AFLAC stood by its full-year operating EPS guidance of $6.17 to $6.41, but that’s based on last year’s average yen, which was 120.99 to the dollar. The yen is now at 104! The company said that if the yen stays between 100 and 110, they see Q3 coming in between $1.58 and $1.86 per share. That’s a very large range.
AFLAC is usually a straight shooter (or quacker?) when it comes to their guidance, so maybe they’re as confused as the rest of the currency market. Either way, this is a good company. I’m lifting my Buy Below on AFLAC to $75 per share.
After the bell on Thursday, Stericycle (SRCL) reported Q2 earnings of $1.18 per share. The medical-waste company matched Wall Street’s estimate. Revenues came in light, and the stock took a dive in the after-hours market.

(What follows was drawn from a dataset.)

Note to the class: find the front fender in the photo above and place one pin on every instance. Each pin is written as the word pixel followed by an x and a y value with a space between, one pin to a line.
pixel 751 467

Frankly, I haven’t had enough time to scrutinize the earnings. Their press release doesn’t contain a lot of information, and I’d rather listen to the earnings call before I offer more specifics. But I’ll say that the numbers are largely what I expected from Stericycle. I promise to have more info on SRCL next week.
Three Buy List Earnings Reports Next Week
This year looks to be Fiserv’s (FISV) 30th straight year of double-digit earnings growth. The company made $3.87 per share last year, and they see 2016 coming in between $4.32 and $4.44 per share. That works out to a growth rate of 11.6% to 14.7%. Fiserv reports after the close on Tuesday, August 2. Wall Street’s consensus is for $1.07 per share.
Cerner (CERN) didn’t start off as a strong performer for us this year, but it has rallied in the last few weeks. For Q2, the healthcare IT company said it expects earnings between 56 and 59 cents per share. For all of 2016, Cerner’s guidance is $2.30 to $2.40 per share. TheStreet said that Cerner might be an acquisition target for IBM. Cerner also reports on Tuesday afternoon. Wall Street expects 57 cents per share.
Cognizant Technology Solutions (CTSH) will be our final Buy List stock to report this earnings season. Q2 earnings are due out on Friday morning, August 5. Cognizant said they expect Q2 earnings of 80 to 82 cents per share. Wall Street expects 82 cents per share. For all of 2016, CTSH expects $3.32 to $3.44 per share.
That’s all for now. Our first look at Q2 GDP comes later today. Next week, earnings season for our Buy List wraps up. We’ll also get some of the key turn-of-the-month econ reports. The July ISM report comes out on Monday. Personal income and spending are on Tuesday. Then on Friday, we’ll get the jobs report for July. Be sure to keep checking the blog for daily updates. I’ll have more market analysis for you in the next issue of CWS Market Review!